— Мне почему-то казалось, что он все-таки сам стащил эту книгу, — рассуждаю вслух. Плюхаюсь на кровать, упираю локти в колени. Спать уже не хочется, а понять, что произошло — очень даже.
— Может, и стащил, но ее уже нашли до нас, — выдвигает версию Костя. Садится рядом.
Хорошая такая версия, жизнеспособная. Но тогда неужели никто не связал внезапную смерть студента с наличием в его комнате книги, которую нельзя, по правилам, выносить из библиотеки? А если связал, но промолчал, то кого-то прикрывает? Обыск в комнате проводили не только местные, присутствовали люди из самого Совета. И все сказали: ничего необычного нет, насильственной смерти не было. Тогда… А черт его знает, что тогда.
— Ну, мог же он из нее листок вырвать, записку написать… — продолжаю сокрушаться.
— Татуировку себе на лбу сделать, — в тон подсказывает Холостов. И мне очень хочется его в этот момент ударить. Нельзя, нельзя смеяться над смертью. Уже замахиваюсь, но Костя ловко перехватывает руку. — Тормози, — говорит, на сей раз предельно серьезно. — Мне не смешно от того, что произошло и происходит, если ты об этом.
Перестаю вырываться, а он так и не отпускает мою руку. «Солнце» маленьким желтым шариком парит над нашими головами. А моя ладонь по-прежнему в его ладони, и я не хочу ее отнимать. Просто сижу, смотрю на наши переплетенные пальцы и молчу.

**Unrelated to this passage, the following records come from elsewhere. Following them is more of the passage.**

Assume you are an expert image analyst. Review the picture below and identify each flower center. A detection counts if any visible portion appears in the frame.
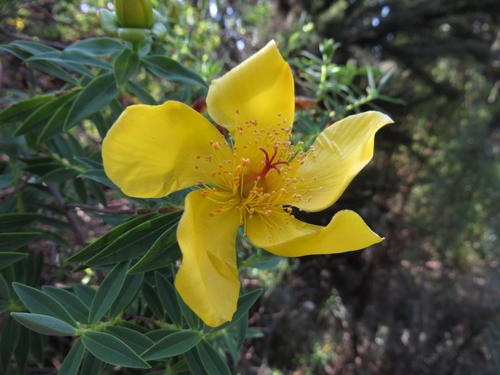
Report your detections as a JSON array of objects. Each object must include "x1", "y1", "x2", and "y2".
[{"x1": 257, "y1": 146, "x2": 289, "y2": 179}]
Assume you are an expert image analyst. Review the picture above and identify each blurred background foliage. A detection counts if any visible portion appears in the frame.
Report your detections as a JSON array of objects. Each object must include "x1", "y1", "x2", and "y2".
[{"x1": 0, "y1": 0, "x2": 500, "y2": 375}]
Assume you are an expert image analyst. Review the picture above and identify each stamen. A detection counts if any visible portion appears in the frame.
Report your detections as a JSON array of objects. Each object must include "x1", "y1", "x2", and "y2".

Не знаю, что со мной, почему так на него реагирую. Почему до этого не так? Ведь раздражал, не нравился даже чуть-чуть. А сейчас мне просто доставляет удовольствие с ним разговаривать, открыто, не думая, говорить первое, что придет в голову, и не бояться, что меня осудят или неправильно поймут. Нравится просто быть рядом. Даже касаться, хотя нарушение личного пространства для меня всегда было сродни святотатству. Вчера в библиотеке, когда всего на миг показалось, что именно он может оказаться предателем, мне стало чуть ли не физически больно. Что со мной?
То есть я, конечно, не наивная фиалка из монастырской школы, которая никогда не видела представителей противоположного пола. Естественно, я понимаю, что со мной. Но мне и самой страшно себе в этом признаться. А еще я не знаю, виной тому треклятое зелье из лаборатории или сам Костя, которого я теперь перестала называть Мажором даже мысленно.
Поднимаю на него глаза. Он тоже смотрит на наши переплетенные руки, не на меня. И я делаю самое простое, что могу предпринять в слишком сложных для меня обстоятельствах — перекладываю ответственность на другого.